Select Committee on Culture, Media and Sport Written Evidence

Memorandum submitted by PROMIS Counselling Centre

  In response to your question "could Call TV Quiz Shows become addictive," we would have to say a resounding yes. Engaging in the process is effectively a form of gambling, where the individual viewer risks the cost of the call (anything from 60p to £1 per minute) in order to win the jackpot (anything up to £100,000).

  Call TV quiz shows are not so much about getting the right answer, but rather about being one of thousands with the right answer who may or may not win.

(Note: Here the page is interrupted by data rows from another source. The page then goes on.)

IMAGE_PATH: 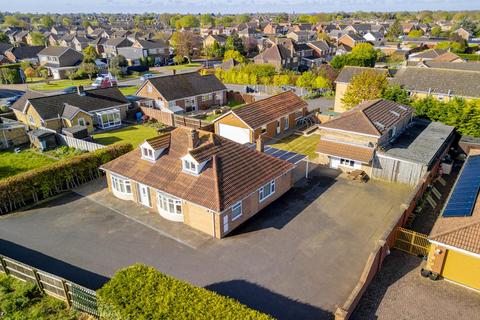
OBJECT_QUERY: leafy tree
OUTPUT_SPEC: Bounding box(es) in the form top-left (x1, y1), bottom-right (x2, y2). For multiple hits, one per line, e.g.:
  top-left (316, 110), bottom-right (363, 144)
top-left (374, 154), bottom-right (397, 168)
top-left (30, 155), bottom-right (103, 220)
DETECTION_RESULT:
top-left (225, 33), bottom-right (245, 55)
top-left (408, 29), bottom-right (423, 38)
top-left (223, 50), bottom-right (246, 63)
top-left (30, 31), bottom-right (45, 46)
top-left (342, 70), bottom-right (388, 109)
top-left (83, 46), bottom-right (98, 62)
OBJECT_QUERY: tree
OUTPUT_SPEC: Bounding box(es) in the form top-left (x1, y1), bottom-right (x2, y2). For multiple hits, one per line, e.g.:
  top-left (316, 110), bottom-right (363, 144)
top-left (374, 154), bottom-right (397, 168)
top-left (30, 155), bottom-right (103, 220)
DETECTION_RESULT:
top-left (225, 33), bottom-right (245, 55)
top-left (223, 50), bottom-right (246, 63)
top-left (30, 31), bottom-right (45, 46)
top-left (83, 46), bottom-right (98, 62)
top-left (342, 70), bottom-right (388, 109)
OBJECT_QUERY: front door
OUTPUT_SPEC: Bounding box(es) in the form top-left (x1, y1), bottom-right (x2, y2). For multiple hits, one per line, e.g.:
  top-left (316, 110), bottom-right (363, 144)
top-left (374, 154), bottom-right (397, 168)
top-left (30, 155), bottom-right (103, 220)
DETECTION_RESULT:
top-left (138, 183), bottom-right (152, 207)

  Therefore it is largely chance, not personal merit, which is rewarded. A viewer may repeat this process over and over again for the "flutter" which it provides, and the programme colludes with their fantasy that their feelings and circumstances could be radically transformed in the "instant fix" of a win.

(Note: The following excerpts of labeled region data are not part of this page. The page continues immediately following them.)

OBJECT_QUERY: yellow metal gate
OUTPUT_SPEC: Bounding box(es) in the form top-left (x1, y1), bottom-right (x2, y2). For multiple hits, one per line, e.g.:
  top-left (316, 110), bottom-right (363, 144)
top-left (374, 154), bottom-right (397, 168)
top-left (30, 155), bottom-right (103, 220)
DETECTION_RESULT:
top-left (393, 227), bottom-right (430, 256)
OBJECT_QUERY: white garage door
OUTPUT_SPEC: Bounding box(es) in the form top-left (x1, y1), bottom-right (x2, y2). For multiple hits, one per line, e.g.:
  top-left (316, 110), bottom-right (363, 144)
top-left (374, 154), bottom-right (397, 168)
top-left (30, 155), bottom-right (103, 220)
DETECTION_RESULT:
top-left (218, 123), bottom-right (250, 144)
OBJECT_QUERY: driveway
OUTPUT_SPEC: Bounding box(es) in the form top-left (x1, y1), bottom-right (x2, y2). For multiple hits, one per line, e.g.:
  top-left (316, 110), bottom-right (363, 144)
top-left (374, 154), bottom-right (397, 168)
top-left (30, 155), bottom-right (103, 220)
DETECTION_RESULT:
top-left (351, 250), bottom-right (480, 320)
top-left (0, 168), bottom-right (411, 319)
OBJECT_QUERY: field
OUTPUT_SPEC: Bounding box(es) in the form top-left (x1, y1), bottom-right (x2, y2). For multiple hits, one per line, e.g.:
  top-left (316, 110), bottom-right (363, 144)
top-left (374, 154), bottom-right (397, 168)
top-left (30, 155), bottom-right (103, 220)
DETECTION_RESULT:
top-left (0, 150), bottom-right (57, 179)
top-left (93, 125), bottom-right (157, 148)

  Invariably, gambling addicts are people who are not facing up to life on life's terms, which often includes the failure to earn a living or to embrace financial responsibility. Television companies appear to be exploiting this vulnerability in order to augment their own profits.

  We frequently treat gambling addicts at Promis, for whom the fantasy of personal transformation—as the result of a large cash win—is particularly tenacious. However, Call TV quiz shows are still a relatively new phenomenon, and have not yet been identified as a serious problem, in the way that online gambling has been.